We conducted the first genome-wide rare variant burden association analysis for DM in survivors, leading to the identification of XNDC1N (XRCC1 N-terminal domain containing 1) as a novel potential DM risk locus. These results were further supported by comparisons of XNDC1N risk allele frequencies between survivor controls and cases and healthy general population (gnomAD) adults. XNDC1N is predicted to encode XRCC1 N-terminal domain-like proteins, which have been shown contribute to XRCC1 protein function and the DNA repair process30. Specifically, XRCC1 N-terminal domain proteins modulate XRCC1 activity and are directly involved in the repair of single-strand DNA breaks, preferentially binding to single-strand break DNA31, 32. There is evidence that mutations in the XRCC1 gene in cell lines show characteristics of DNA repair defects consistent with exposures to ionizing radiation, methylating reagents, and alkylating agents33, 34. While mutations in XNDC1N have not been linked to radiation or chemotherapy exposures in human populations, polymorphisms in XRCC1 have been associated with radiation-induced late toxicity among breast cancer35 and prostate cancer patients36. Given the XNDC1N locus is putatively transcribed in fat, liver, and pancreas epigenomes, protein-truncating variants in XNDC1N may plausibly contribute to DM susceptibility among survivors.

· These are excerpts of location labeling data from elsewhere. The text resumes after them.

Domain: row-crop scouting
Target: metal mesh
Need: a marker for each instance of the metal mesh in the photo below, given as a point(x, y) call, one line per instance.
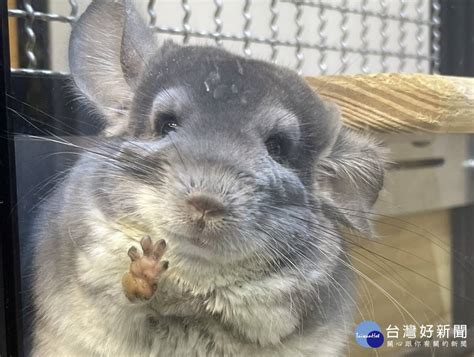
point(312, 36)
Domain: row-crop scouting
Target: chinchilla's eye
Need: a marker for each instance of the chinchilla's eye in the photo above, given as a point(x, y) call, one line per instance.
point(277, 147)
point(165, 123)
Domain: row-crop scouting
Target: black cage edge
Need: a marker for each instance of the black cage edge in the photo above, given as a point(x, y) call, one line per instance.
point(11, 342)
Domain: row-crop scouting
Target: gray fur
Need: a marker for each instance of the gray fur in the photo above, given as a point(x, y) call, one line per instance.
point(271, 277)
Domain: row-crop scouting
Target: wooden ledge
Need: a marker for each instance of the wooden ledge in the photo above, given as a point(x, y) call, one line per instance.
point(401, 102)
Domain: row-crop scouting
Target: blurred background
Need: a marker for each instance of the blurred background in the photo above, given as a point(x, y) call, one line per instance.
point(419, 267)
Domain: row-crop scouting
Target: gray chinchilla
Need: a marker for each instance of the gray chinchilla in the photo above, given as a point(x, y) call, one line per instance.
point(206, 221)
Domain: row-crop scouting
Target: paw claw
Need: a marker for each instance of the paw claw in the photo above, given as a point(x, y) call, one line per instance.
point(133, 254)
point(147, 245)
point(140, 282)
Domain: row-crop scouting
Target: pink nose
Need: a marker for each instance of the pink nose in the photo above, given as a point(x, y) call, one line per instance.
point(204, 205)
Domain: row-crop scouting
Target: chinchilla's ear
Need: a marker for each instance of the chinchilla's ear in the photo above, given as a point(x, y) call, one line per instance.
point(109, 48)
point(350, 176)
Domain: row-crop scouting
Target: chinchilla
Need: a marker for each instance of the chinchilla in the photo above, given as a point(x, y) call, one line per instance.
point(207, 219)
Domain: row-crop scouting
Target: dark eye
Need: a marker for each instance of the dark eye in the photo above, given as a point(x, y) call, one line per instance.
point(277, 147)
point(166, 123)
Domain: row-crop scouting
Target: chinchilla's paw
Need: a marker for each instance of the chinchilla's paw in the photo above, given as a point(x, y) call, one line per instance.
point(140, 282)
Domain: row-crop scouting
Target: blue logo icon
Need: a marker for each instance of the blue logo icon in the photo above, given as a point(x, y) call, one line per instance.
point(369, 335)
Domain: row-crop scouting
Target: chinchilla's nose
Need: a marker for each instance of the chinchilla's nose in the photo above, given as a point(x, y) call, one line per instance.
point(203, 206)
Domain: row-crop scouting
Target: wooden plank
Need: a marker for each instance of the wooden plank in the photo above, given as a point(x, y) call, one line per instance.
point(400, 102)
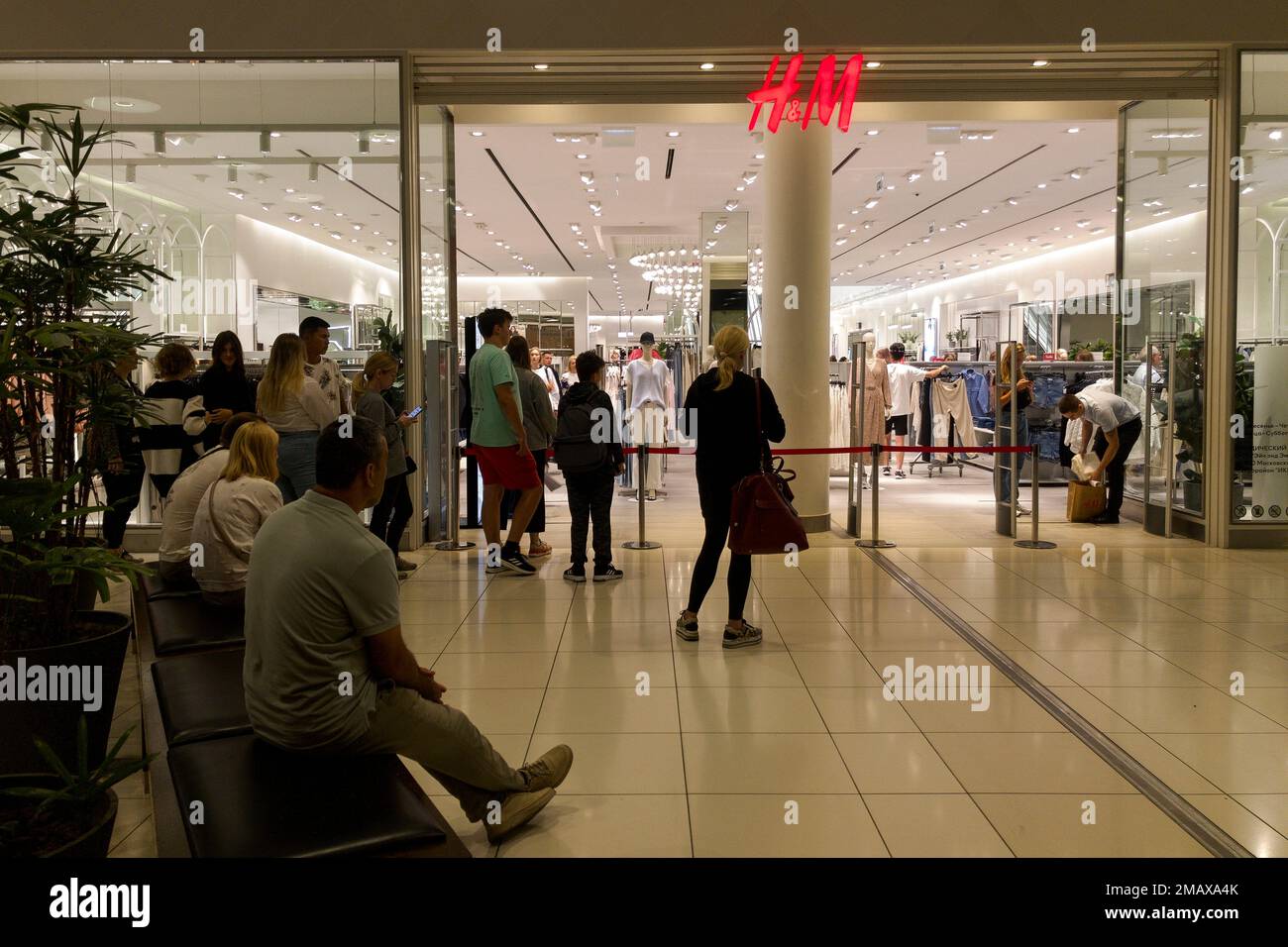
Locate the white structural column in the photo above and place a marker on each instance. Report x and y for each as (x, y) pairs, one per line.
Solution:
(798, 300)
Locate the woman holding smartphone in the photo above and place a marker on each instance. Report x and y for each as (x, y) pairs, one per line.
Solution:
(390, 514)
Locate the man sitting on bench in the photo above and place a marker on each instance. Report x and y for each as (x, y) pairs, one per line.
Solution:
(326, 667)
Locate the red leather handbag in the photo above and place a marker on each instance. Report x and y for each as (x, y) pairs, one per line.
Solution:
(763, 521)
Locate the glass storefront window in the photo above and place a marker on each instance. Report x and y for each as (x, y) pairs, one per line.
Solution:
(266, 191)
(1162, 209)
(1260, 407)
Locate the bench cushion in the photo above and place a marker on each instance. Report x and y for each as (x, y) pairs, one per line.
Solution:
(266, 802)
(200, 696)
(154, 586)
(189, 624)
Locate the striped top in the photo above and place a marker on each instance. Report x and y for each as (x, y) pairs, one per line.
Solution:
(170, 425)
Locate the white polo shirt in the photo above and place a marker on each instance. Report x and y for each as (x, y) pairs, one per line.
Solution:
(1107, 410)
(902, 379)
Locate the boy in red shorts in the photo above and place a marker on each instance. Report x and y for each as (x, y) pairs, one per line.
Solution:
(500, 444)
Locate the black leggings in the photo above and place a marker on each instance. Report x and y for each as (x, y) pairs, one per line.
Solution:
(389, 517)
(708, 560)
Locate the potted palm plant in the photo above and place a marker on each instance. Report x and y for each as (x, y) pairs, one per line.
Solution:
(63, 273)
(67, 813)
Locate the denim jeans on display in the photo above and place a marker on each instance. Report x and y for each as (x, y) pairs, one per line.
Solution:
(1047, 389)
(1048, 444)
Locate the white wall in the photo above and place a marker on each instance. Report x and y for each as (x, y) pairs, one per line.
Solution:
(555, 289)
(283, 261)
(1056, 274)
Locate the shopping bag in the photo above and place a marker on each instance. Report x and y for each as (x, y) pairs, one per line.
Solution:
(763, 521)
(1086, 500)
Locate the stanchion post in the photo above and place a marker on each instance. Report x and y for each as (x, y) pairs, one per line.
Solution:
(876, 541)
(639, 495)
(1034, 543)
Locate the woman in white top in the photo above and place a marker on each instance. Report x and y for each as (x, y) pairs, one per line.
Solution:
(231, 513)
(296, 408)
(647, 384)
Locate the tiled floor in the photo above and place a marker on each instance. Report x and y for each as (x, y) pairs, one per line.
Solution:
(791, 749)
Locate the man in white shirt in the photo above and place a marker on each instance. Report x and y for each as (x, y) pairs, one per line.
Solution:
(174, 554)
(316, 335)
(548, 375)
(902, 379)
(1120, 427)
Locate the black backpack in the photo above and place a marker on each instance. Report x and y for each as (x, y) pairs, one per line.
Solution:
(576, 450)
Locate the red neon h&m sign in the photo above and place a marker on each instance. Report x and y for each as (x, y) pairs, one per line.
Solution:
(824, 93)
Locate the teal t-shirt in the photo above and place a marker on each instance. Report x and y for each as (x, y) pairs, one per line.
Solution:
(489, 368)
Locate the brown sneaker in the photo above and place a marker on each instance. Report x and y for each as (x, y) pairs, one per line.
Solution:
(516, 810)
(550, 770)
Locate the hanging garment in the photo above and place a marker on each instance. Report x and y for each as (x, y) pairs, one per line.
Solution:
(952, 407)
(876, 403)
(925, 424)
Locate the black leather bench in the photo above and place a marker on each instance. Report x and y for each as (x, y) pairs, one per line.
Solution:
(155, 587)
(189, 624)
(262, 801)
(200, 696)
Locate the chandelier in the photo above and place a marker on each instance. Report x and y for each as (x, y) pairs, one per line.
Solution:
(675, 273)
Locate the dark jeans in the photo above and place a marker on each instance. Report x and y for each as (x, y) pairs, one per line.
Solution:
(1116, 472)
(510, 499)
(390, 514)
(123, 496)
(716, 515)
(590, 496)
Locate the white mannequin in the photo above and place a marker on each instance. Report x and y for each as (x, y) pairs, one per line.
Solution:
(648, 389)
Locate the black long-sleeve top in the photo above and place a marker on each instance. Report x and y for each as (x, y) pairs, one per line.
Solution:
(724, 424)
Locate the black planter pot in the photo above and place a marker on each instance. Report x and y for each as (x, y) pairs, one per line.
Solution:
(55, 722)
(95, 841)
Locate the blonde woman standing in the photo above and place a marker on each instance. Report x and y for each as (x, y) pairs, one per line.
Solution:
(231, 513)
(720, 415)
(296, 408)
(390, 514)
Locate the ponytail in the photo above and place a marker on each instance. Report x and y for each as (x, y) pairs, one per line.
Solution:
(730, 346)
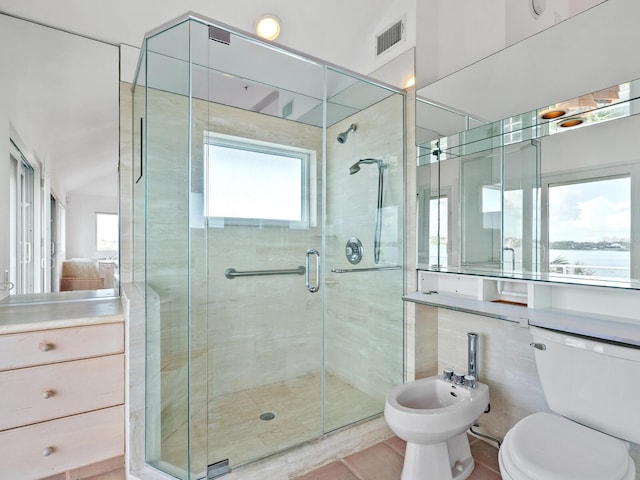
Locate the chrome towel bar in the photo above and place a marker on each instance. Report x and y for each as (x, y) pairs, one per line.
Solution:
(369, 269)
(232, 273)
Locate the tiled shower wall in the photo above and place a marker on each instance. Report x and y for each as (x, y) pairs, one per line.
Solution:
(365, 310)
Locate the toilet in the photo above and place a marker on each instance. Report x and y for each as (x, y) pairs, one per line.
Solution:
(592, 389)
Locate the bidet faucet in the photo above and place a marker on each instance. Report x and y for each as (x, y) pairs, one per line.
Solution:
(473, 354)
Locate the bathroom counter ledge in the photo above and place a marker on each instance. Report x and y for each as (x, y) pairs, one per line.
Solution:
(609, 328)
(31, 317)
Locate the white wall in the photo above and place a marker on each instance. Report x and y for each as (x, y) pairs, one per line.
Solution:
(583, 54)
(81, 223)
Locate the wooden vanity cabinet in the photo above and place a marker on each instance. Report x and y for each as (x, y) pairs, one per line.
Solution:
(61, 400)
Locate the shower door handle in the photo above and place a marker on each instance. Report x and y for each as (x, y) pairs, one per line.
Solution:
(307, 281)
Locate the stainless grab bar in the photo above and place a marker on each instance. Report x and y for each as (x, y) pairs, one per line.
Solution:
(232, 273)
(369, 269)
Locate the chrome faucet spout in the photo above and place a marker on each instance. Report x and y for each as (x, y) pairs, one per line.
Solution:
(473, 354)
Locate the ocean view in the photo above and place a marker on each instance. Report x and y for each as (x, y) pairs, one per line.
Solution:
(603, 263)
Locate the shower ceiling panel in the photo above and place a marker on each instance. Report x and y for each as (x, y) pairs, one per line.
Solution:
(245, 76)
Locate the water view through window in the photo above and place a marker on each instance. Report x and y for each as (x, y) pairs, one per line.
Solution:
(589, 228)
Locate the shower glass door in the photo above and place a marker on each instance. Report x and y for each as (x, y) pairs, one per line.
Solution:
(364, 200)
(260, 334)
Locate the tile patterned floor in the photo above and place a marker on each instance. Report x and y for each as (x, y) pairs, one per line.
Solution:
(383, 461)
(235, 431)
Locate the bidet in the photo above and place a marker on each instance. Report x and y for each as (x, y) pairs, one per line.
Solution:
(432, 415)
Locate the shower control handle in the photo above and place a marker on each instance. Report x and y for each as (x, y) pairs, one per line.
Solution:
(307, 281)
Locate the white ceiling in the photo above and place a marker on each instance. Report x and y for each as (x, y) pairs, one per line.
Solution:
(333, 30)
(68, 120)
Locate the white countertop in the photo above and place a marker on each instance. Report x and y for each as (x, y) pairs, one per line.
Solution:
(609, 328)
(24, 317)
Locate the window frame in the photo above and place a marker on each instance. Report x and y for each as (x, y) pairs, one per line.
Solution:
(308, 201)
(586, 176)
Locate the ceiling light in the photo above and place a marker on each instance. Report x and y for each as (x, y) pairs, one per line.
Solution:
(571, 122)
(538, 7)
(268, 27)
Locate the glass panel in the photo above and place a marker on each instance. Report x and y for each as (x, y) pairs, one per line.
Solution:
(520, 219)
(264, 332)
(244, 359)
(364, 321)
(166, 177)
(137, 171)
(481, 210)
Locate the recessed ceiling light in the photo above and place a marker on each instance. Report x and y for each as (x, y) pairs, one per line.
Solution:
(538, 7)
(571, 122)
(552, 114)
(268, 27)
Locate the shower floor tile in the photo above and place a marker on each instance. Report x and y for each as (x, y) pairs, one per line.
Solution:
(236, 432)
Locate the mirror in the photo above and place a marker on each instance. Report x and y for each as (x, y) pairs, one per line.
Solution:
(59, 164)
(551, 194)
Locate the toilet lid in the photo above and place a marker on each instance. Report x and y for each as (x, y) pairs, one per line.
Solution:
(550, 447)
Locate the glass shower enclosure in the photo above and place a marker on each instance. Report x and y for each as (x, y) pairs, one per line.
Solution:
(269, 254)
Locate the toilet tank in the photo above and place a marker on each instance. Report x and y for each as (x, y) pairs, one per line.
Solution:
(591, 382)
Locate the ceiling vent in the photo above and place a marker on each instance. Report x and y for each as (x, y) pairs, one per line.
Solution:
(219, 35)
(390, 37)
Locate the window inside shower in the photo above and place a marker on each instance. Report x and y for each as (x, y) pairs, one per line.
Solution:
(257, 183)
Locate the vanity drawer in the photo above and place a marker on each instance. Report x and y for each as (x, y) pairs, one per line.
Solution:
(36, 394)
(56, 446)
(59, 345)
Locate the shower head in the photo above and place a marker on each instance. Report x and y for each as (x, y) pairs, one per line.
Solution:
(355, 168)
(343, 136)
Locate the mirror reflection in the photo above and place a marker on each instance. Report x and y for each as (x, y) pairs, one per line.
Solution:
(59, 166)
(548, 195)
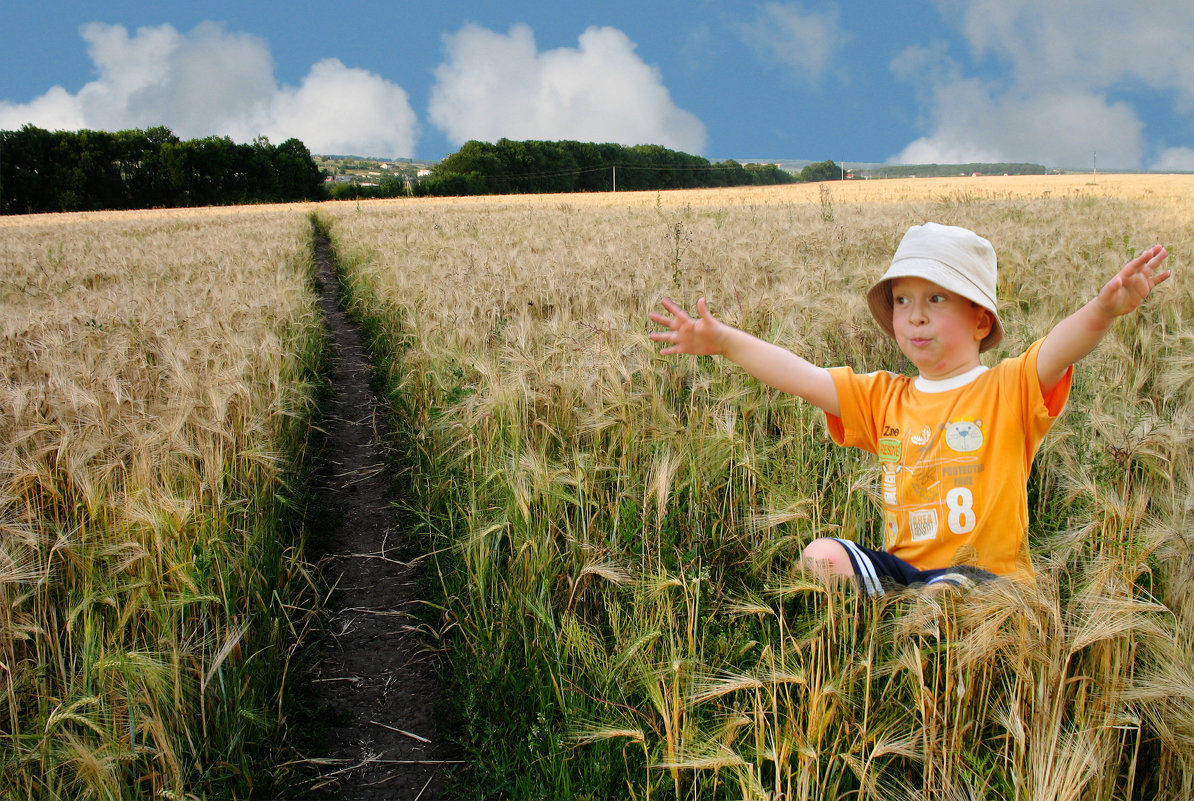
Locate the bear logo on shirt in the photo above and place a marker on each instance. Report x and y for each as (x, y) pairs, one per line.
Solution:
(964, 436)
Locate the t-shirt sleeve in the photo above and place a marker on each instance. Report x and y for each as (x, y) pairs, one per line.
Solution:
(1040, 410)
(857, 426)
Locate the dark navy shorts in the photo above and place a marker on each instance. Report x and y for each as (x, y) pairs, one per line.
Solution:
(878, 571)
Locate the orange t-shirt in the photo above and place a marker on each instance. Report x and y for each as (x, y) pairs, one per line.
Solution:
(954, 457)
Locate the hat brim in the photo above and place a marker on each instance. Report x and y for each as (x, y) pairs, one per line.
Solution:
(879, 297)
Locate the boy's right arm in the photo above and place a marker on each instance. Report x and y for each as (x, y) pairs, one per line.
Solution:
(771, 364)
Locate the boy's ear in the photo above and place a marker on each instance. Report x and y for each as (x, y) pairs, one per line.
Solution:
(984, 324)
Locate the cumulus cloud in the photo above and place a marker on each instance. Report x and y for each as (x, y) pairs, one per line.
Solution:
(493, 85)
(1054, 103)
(801, 41)
(211, 81)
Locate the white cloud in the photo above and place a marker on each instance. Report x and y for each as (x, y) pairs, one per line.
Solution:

The main strengths of our analysis include clinical ascertainment of DM status, rather than self-report, among SJLIFE participants, inclusion of a non-European genetic ancestry survivor population in analyses, and genome-wide interrogation of rare P/LP burden and DM risk. Despite these strengths, our analysis had several limitations. First, both our common and rare variant analyses are limited by the lack of secondary replication in independent cohorts of survivors with clinically ascertained DM status and WGS-based genotype data with sufficient sample size. However, such datasets do not currently exist. To minimize the possibility of false positive findings, we implemented study designs with separate replication studies, i.e., replication between ancestry subgroups in SJLIFE and secondary replication in CCSS for common variant GWAS, and an a priori discovery-replication data split for rare variant analysis. Second, our analyses have limited statistical power to formally test for gene-treatment statistical interactions. Top associations from variant main effects analyses may not overlap with top findings from a genome-wide analysis of gene-treatment interactions. However, the plausibility of treatment-and adiposity-related DM risk effects was supported by replicating stratified results across multiple study samples. Finally, in silico functional annotation is not a substitute for experimental functional validation. Thus, biological follow-up of these findings to elucidate their contributions to DM pathophysiology among childhood cancer survivors is warranted.
In summary, we identified five novel risk loci for DM, including a novel gene enriched with rare DM-associated protein-truncating variants, among childhood cancer survivors. The DM susceptibility conferred by these loci appeared to be modulated in part by survivors’ cancer treatment exposures. Trans-ancestry genetic analyses revealed three of these novel DM loci were associated with disproportionately greater alkylating agent-related risk among African-ancestry survivors. We also observed that a general population T2D PRS based on analyses in European samples did not appear to be informative for assessing DM risks in African-ancestry survivors, but a general population multi-ancestry T2D PRS may be relevant to more diverse populations of survivors, which may in part be due to its potential modification of alkylating agent-related DM risks across ancestral groups. Further investigations are needed to understand how these genetic risk factors contribute to DM risk mechanisms and can be utilized to support DM risk surveillance among survivors of diverse ancestry.
METHODS
Study population
For this study, we used data from childhood cancer survivors enrolled in two large retrospectively constructed cohort studies with prospective follow-up of late outcomes: the St. Jude Lifetime Cohort37 (SJLIFE), for discovery analyses, trans-ancestral replication, and trans-ancestry meta-analysis, and the Childhood Cancer Survivor Study38 (CCSS), for EUR-specific GWAS replication and secondary replication of findings from trans-ancestry meta-analysis. This study was approved by the institutional review boards at all participating study centers, including St. Jude Children’s Research Hospital (SJCRH). All participants provided written informed consent.
St. Jude Lifetime Cohort
Details of the SJLIFE study methodology have been described previously37. Briefly, SJLIFE includes five-year childhood cancer survivors who were treated for pediatric cancer at SJCRH between 1962 and 2012. All participants included in this investigation underwent at least one on-campus comprehensive medical evaluation and provided a biospecimen for DNA sequencing.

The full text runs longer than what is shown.